The modifications are shown below. Before the modifications lc would be both read and written in ID. To allow for stall-free precise exceptions modify the implementation so that lc is written in WB, as are the other registers. Those changes are shown in blue. When an instruction that modifies lc, blcz, mtlc, and mtlci, is in ID the new value of lc, rather than writing lc, is put in the ID/EX.rtv pipeline latch. When such an instruction is in EX the ALU is set to pass the lower input through unchanged so that when the instruction reaches WB the new lc value will be in the MEM/WB.ALU latch, that latch is connected to lc's data input. A write enable (we) input is also shown, it is based on the output of \texttt{Writes lc} which is 1 for instructions that modify lc.

Bypass paths for the lc register are shown in purple.

\textbf{Grading Notes:}

Some solutions tried to repair lc by decrementing its value when an exception is detected. This would fix the problem with \texttt{sw} but won't handle cases in which \texttt{mtlc} or \texttt{mtlci} write lc. Also, control logic would have to check if a \texttt{blcz} is in the EX and possibly ID stages (depending on timing); many solutions did not point this out.

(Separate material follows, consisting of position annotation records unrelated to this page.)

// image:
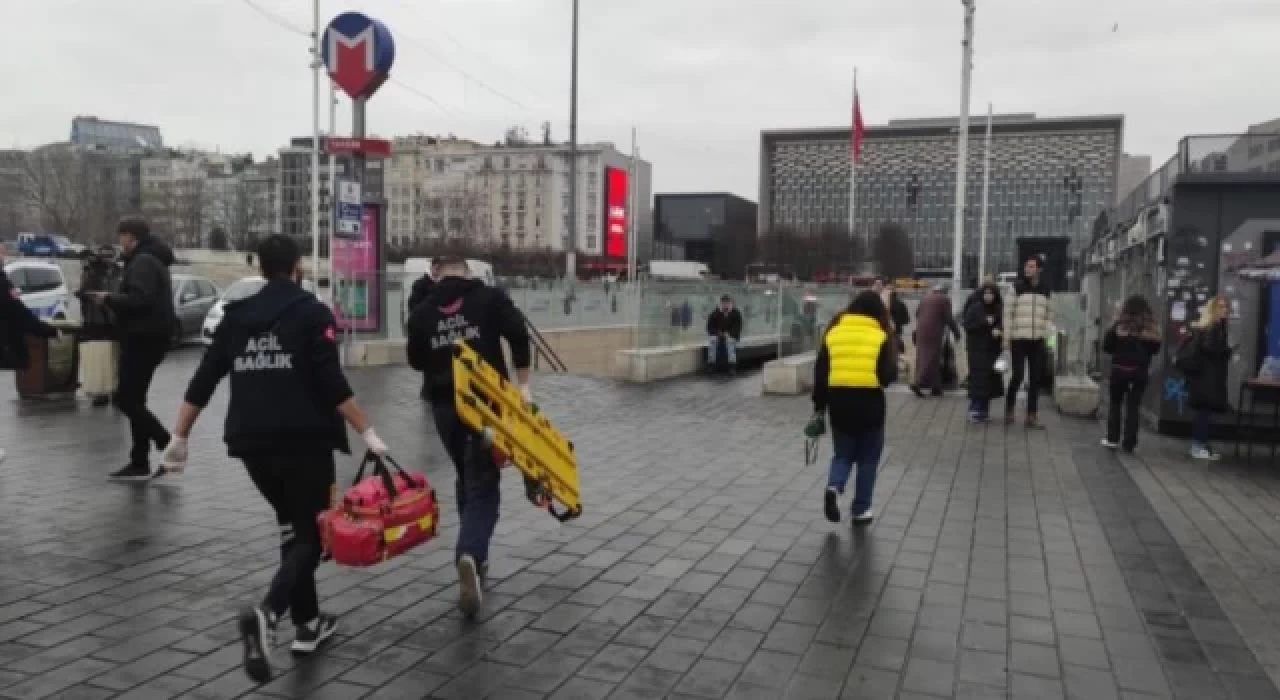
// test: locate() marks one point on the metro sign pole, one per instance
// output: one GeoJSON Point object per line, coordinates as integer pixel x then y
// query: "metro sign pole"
{"type": "Point", "coordinates": [359, 54]}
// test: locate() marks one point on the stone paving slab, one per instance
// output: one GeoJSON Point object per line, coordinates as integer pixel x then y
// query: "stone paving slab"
{"type": "Point", "coordinates": [1004, 563]}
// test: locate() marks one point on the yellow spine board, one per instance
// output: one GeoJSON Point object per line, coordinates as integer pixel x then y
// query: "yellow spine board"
{"type": "Point", "coordinates": [492, 406]}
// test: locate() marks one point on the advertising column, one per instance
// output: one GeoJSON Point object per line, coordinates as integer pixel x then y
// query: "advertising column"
{"type": "Point", "coordinates": [357, 284]}
{"type": "Point", "coordinates": [615, 213]}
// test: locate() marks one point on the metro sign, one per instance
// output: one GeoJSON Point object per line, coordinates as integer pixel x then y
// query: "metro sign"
{"type": "Point", "coordinates": [359, 54]}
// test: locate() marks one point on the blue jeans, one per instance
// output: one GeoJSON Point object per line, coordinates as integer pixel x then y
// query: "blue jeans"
{"type": "Point", "coordinates": [478, 484]}
{"type": "Point", "coordinates": [1200, 429]}
{"type": "Point", "coordinates": [860, 449]}
{"type": "Point", "coordinates": [730, 348]}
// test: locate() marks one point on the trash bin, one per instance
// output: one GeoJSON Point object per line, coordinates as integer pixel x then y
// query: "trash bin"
{"type": "Point", "coordinates": [54, 369]}
{"type": "Point", "coordinates": [99, 361]}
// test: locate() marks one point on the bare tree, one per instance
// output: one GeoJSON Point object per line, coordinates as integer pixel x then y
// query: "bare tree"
{"type": "Point", "coordinates": [892, 252]}
{"type": "Point", "coordinates": [238, 211]}
{"type": "Point", "coordinates": [65, 191]}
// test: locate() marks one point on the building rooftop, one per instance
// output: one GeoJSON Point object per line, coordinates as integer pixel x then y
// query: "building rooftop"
{"type": "Point", "coordinates": [926, 127]}
{"type": "Point", "coordinates": [91, 131]}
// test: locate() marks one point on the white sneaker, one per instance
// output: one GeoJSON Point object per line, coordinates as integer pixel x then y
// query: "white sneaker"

Another common incorrect solution was keeping the lc logic in ID but not modifying lc if a preceding instruction raises an exception. That won't work because when an instruction is in ID a doomed preceding instructions might not yet have raised an exception, \texttt{sw} is an example. One solution was specific in specifying EX-stage hardware to see if the instruction their would raise a memory-related exception when it reached MEM. That's not possible without doing major damage to the critical path.